The following op-ed was published in the Los Angeles Times on September 20, 2010.
Anatomy of a Misdiagnosis
By DEBORAH TUERKHEIMER
A WOMAN calls 911 to report that a baby in her care has gone limp. Rescue workers respond immediately, but the infant dies that night. Though there are no external injuries or witnesses to any abuse, a jury convicts the woman of shaking the baby to death.
More than 1,000 babies a year in the United States are given a diagnosis of shaken baby syndrome. And since the early 1990s, many hundreds of people — mothers, fathers and babysitters — have been imprisoned on suspicion of murder by shaking. The diagnosis is so rooted in the public consciousness that, this year, the Senate unanimously declared the third week of April “National Shaken Baby Syndrome Awareness Week.”
Yet experts are questioning the scientific basis for shaken baby syndrome. Increasingly, it appears that a good number of the people charged with and convicted of homicide may be innocent.
For the past 30 years, doctors have diagnosed the syndrome on the basis of three key symptoms known as the “triad”: retinal hemorrhages, bleeding around the brain and brain swelling. The presence of these three signs (and sometimes just one or two of them) has long been assumed to establish beyond a reasonable doubt that the person who was last taking care of the baby shook him so forcefully as to fatally injure his brain.
But closer scrutiny of the body of research that is said to support the diagnosis of shaken baby syndrome has revealed methodological shortcomings. Scientists are now willing to accept that the symptoms once equated with shaking can be caused in other ways. Indeed, studies of infants’ brains using magnetic resonance imaging have revealed that triad symptoms sometimes exist in infants who have not suffered injuries caused by abuse. Bleeding in the brain can have many causes, including a fall, an infection, an illness like sickle-cell anemia or birth trauma.
What’s more, doctors have learned that in many cases in which infants have triad symptoms, there can be a lag of hours or even days between the time of the injury and the point when the baby loses consciousness. This contradicts the idea that it’s possible to identify the person responsible by looking to the baby’s most recent caregiver.
Last year, the American Academy of Pediatrics recommended that the diagnosis of shaken baby syndrome be discarded and replaced with “abusive head trauma,” which does not imply that only shaking could have caused the injury.
The new understanding of this diagnosis has only just begun to penetrate the legal realm. In 2008, a Wisconsin appeals court recognized that “a shift in mainstream medical opinion” had eroded the medical basis of shaken baby syndrome. The court granted a new trial to Audrey Edmunds, herself a mother of three, who had spent a decade in prison for murdering an infant in her care. Prosecutors later dismissed all charges.
Troublingly, though, Ms. Edmunds’s case has been a rare exception. Most shaken baby convictions have yet to be revisited. New cases are still being prosecuted based on the outdated science.
Despite the shift in scientific consensus, debate about the legitimacy of the shaken baby syndrome diagnosis continues. Some scientists point to studies using dummies modeled on the anatomy of infants as evidence that shaking cannot possibly generate sufficient force to cause the triad of symptoms — or that it could not do so without also causing injury to the infant’s neck or spinal cord. But others challenge the validity of these studies and maintain the belief that shaking alone can (though it need not) cause the triad.

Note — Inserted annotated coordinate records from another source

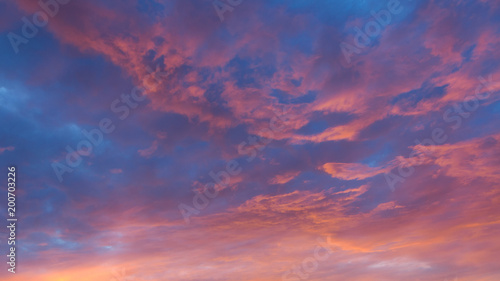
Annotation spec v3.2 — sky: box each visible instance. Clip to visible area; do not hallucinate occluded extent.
[0,0,500,281]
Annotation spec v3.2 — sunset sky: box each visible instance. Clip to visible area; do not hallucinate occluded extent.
[0,0,500,281]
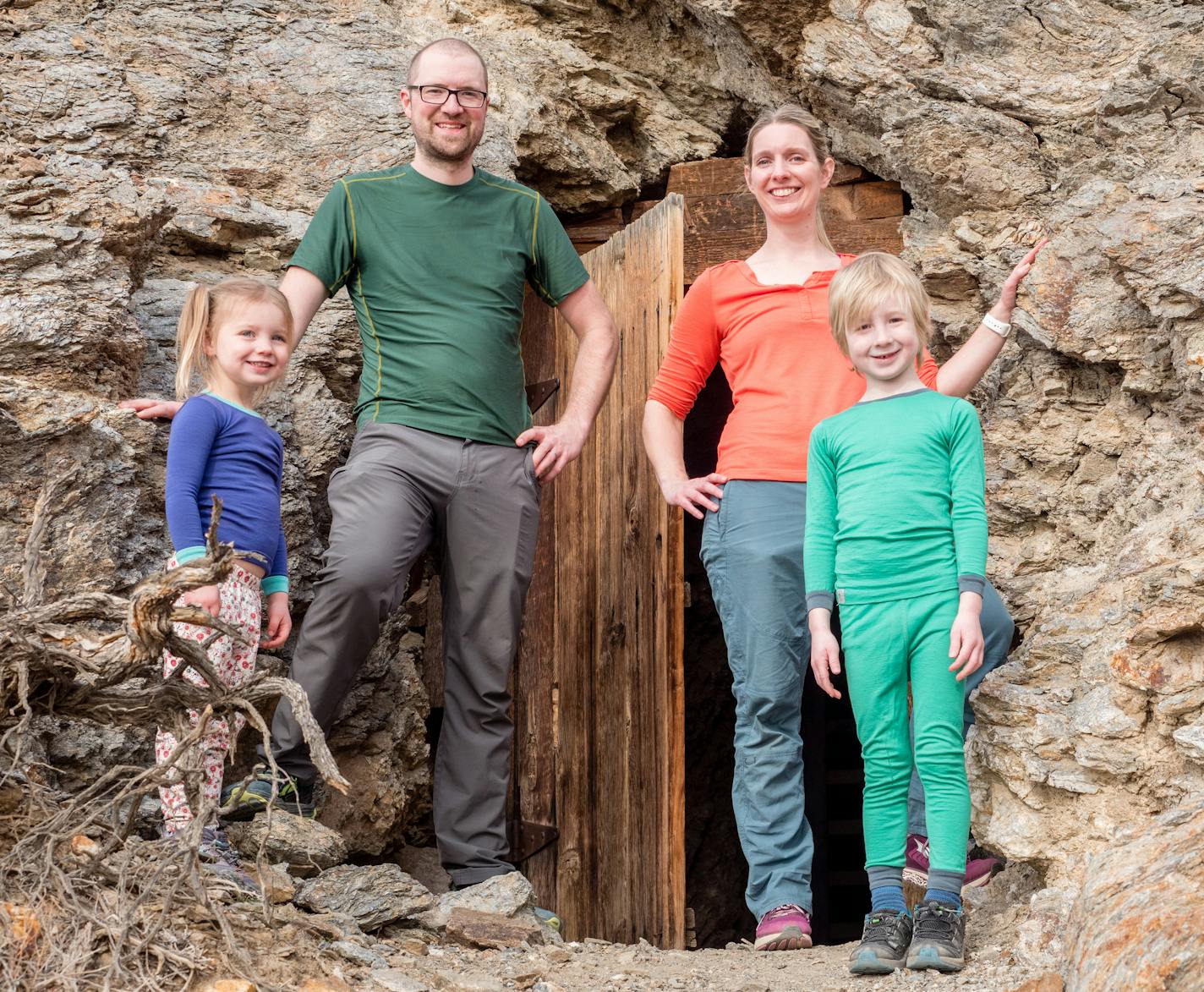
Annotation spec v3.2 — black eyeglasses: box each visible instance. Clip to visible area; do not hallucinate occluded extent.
[408,85,489,111]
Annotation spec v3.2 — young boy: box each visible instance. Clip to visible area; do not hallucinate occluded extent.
[804,252,986,974]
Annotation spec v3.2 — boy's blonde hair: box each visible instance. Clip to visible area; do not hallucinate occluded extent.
[744,103,835,254]
[829,252,932,358]
[176,276,293,403]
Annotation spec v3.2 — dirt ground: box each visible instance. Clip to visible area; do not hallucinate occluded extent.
[216,869,1062,992]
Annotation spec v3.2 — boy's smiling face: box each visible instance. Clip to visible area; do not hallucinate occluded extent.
[847,296,920,384]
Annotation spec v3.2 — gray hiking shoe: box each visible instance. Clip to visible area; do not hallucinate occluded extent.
[196,827,260,897]
[221,770,318,819]
[849,909,912,975]
[906,899,966,972]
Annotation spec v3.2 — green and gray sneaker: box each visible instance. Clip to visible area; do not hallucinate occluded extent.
[906,899,966,972]
[849,909,912,975]
[221,770,318,819]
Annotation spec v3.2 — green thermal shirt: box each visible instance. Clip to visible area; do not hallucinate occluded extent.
[803,389,986,609]
[289,165,588,444]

What’s needed is a comprehensive study of shaken baby syndrome to resolve the outstanding areas of disagreement. The National Academy of Sciences, which last year issued a comprehensive report on the scientific underpinnings of forensic science, would be the ideal institution to undertake such a study.
In the meantime, however, there remains the question of justice. In Ontario, an official investigation concluded that there are deep concerns about the science underlying the triad, and now the province is reviewing all convictions based on shaken baby syndrome. Similar inquiries should be conducted on a statewide level here in the United States.
For decades, shaken baby syndrome has been, in essence, a medical diagnosis of murder. But going forward, prosecutors, judges and juries should exercise greater skepticism. The triad of symptoms alone cannot prove beyond a reasonable doubt that an infant has been fatally shaken.
Deborah Tuerkheimer, a professor of law at DePaul University, is a former assistant district attorney in Manhattan.